Probate

WHAT IS THE RESIDUARY ESTATE IN A WILL?

What is meant by ‘Residuary Estate’ in a Will?

The Residuary Estate is the property that remains in a deceased person’s estate after all specific gifts have been made and all debts, taxes, administrative fees, probate costs and court costs have been paid. Often, the residuary estate will be left to the spouse on first death, and then to the children on second death. However, family arrangements are becoming ever more complex in modern society and so this simple distribution is not necessarily relevant.

When choosing how to divide your residuary Estate, what should you consider?

Some Estates are very straightforward and everything will be divided between the children on second death. On other occasions, there may be children from previous relationships that need to be protected. In these cases, Trusts are generally recommended; more information on Trusts can be found by clicking this link.

You may wish to leave more to one child than another or you may even wish to exclude a child absolutely. English law allows you to leave your Residuary Estate to whomever you choose but some people, including children, stepchildren, spouses and ex-spouses who have not yet remarried, are able to make a claim against your Estate. For more information on Exclusion of Beneficiaries, take a look at our article on this here.

It is also important to consider on what age a child, grandchild or other beneficiary should inherit. For tax purposes, we usually recommend no older than the age of 25. It is also possible to include a Children’s Protective Trust, also known as a bereaved minors Trust, which allows chosen beneficiaries to manage funds until the underage beneficiaries reach the age of attainment (more information on Children’s Trusts found here).

What happens if a beneficiary passes away before you: ‘Substitution of Issue’

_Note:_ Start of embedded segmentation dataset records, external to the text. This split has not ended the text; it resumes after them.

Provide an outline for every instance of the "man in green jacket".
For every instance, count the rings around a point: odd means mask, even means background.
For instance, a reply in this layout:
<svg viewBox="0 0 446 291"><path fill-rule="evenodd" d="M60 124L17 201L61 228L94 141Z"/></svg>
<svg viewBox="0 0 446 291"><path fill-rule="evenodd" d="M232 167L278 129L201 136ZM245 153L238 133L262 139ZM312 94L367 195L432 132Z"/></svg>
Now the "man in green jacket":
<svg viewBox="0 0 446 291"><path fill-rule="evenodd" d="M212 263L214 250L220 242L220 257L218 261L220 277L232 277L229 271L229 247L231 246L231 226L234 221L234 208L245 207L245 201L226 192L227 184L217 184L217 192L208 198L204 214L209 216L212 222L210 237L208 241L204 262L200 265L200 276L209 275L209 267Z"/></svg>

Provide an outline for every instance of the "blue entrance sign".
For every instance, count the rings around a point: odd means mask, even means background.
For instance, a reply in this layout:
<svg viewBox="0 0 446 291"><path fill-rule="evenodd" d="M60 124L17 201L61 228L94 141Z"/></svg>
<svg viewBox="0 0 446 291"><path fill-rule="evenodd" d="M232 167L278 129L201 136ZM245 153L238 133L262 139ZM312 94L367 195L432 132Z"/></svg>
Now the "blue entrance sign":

If one of your children passes away before you, would you want their share of your Estate to pass to their own children or, alternatively, to their siblings? These are important questions that Goodwills always asks when we take Will instructions (for more general information on our Will services click here). We call this substitution and, very often, clients want a deceased beneficiary’s share to pass down their own bloodline. This means to their own children (the client’s grandchildren) or even further down their own bloodline if successive deaths have occurred; we call this ‘substitution of issue’.

What is meant by debts, taxes, administrative fees, probate costs and court costs?

When you pass away, there are likely to be debts owed out of your Estate, and naturally these need to be paid off before your Estate is distributed. There are also various administrative fees that need to be paid by the Estate and, if the Estate is taxable, then amount of tax needs to be correctly calculated, the appropriate forms submitted to HMRC and, finally, the tax paid. Executors are personally liable for these costs, so if you are in the position of dealing with someone’s Estate and would like assistance, then get in touch with us for some no cost advice and a free quote. Probate costs would include the cost of Solicitors to deal with the Estate, which is something that Goodwills is able to do for a very competitive fee. There are also Court Costs, which have recently risen; more information can be found on the rising Court Fees by clicking here.

Leaving part of the Residuary Estate to Charity

Clients should also carefully consider whether and how much they wish to leave to a charity, as, whilst this can have positive tax consequences, it can also have serious unintended negative tax consequences if not drafted correctly; Goodwills is able to advise on the tax consequences of leaving part or all of your Estate to charity.